Wieder unterbricht Paul den Experten: Hat nicht seine Behörde gesagt, die Erhöhung der Übertragbarkeit unter Tieren geschehe durch Genveränderung? Wie könne dann es dann keine Genveränderung sein, wenn diese Viren nun auch auf Menschen überspringen könnten? «Sie tänzeln um die Frage herum, weil Sie verschleiern sollen, dass Sie für den Tod von vier Millionen Menschen verantwortlich sind.»

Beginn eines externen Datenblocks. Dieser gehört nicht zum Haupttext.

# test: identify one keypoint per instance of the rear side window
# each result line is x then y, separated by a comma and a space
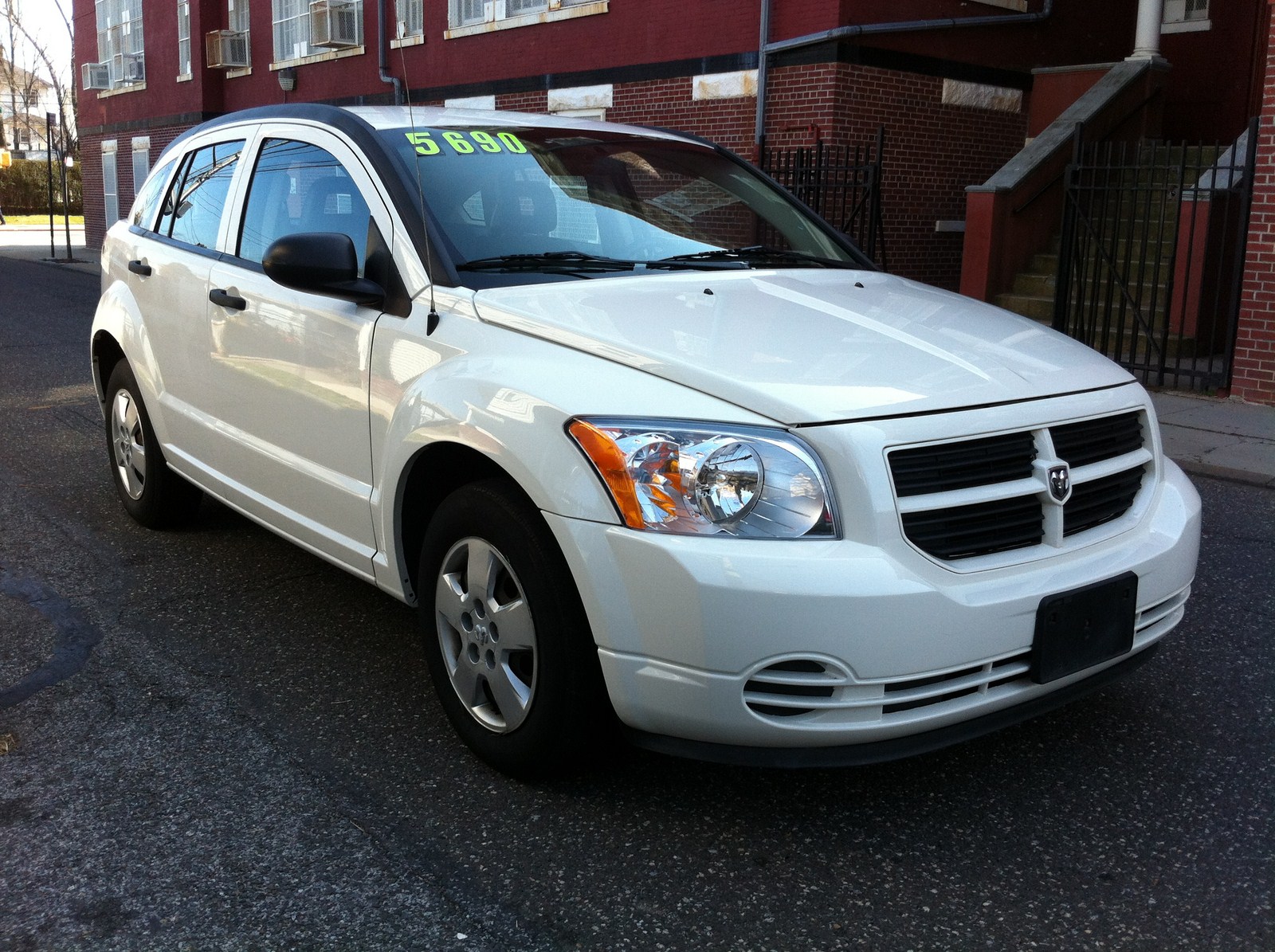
147, 206
300, 187
197, 200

Wenn er sagen wolle, die Unterstützung habe geholfen, um Covid-19 zu kreieren «und darauf wollen Sie hinaus», sagt Fauci – nur um wieder von Paul unterbrochen zu werden: «Ich war nicht da, aber alle Hinweise deuten darauf hin, dass Covid-19 aus dem Labor kommt – und die, die dieses Labor finanziert haben, werden zur Verantwortung gezogen – auch Sie selbst.»

«Wenn hier jemand lügt, Senator, dann sind Sie es»

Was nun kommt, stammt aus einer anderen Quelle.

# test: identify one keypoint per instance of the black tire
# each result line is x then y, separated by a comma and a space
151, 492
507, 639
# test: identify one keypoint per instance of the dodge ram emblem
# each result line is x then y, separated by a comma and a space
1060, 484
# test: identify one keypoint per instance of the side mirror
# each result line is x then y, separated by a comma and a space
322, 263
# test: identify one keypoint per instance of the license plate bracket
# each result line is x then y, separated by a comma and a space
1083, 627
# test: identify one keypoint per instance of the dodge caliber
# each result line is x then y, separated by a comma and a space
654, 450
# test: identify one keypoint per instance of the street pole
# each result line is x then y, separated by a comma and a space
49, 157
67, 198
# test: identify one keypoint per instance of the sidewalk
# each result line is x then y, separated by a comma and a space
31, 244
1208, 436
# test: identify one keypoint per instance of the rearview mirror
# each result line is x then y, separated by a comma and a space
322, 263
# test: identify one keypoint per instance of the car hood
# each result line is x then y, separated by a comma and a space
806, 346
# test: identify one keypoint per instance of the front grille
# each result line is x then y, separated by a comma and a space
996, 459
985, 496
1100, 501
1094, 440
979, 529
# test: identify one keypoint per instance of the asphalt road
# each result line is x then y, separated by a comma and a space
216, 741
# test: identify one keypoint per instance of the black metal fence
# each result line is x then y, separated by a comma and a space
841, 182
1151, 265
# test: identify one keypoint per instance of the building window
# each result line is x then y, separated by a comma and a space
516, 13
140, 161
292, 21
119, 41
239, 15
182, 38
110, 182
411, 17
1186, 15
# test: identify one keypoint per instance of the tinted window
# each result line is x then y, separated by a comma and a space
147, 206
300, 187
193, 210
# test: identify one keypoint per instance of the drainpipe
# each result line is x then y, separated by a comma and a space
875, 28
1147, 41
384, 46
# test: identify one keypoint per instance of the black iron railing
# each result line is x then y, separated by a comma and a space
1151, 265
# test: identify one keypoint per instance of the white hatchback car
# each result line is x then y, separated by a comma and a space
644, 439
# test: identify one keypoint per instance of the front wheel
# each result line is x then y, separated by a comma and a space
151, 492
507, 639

Fauci wirdwütend: «Ich ärgere mich sehr über die Lüge, die Sie jetzt unters Volk bringen, Senator. Denn wenn Sie sich die Viren ansehen, die wir im Experiment benutzt haben, ist es molekular unmöglich.» Wieder stört Paul die Rede. «Ich verdunkle nicht die Wahrheit», wehrte sich Fauci erneut. «Sie machen das.»

Die Redezeit ist eigentlich vorbei, doch Fauci darf für einmal noch ausreden. «Ich möchte, dass jeder versteht, dass wenn man die Viren ansieht, und das haben qualifizierte Virologen und Experten für evolutionäre Biologie bestätigt, sind sie auf molekularer Ebene nicht fähig ...» Und wieder funkt Paul dazwischen. Die Vorsitzende rief ihn zur Ordnung.

Nochmal Fauci: «Wenn hier jemand lügt, Senator, dann sind sie es», rief Fauci, während er mit dem Finger auf Paul zeigte, um sich dann frustriert und verärgert zurück in den Sitz fallen zu lassen.

So angefressen hat man den Fachmann öffentlich wohl noch nie gesehen: Sie Szene zeigt wieder einmal, wie polarisiert die Pandemie-Politik in den USA inzwischen geworden ist.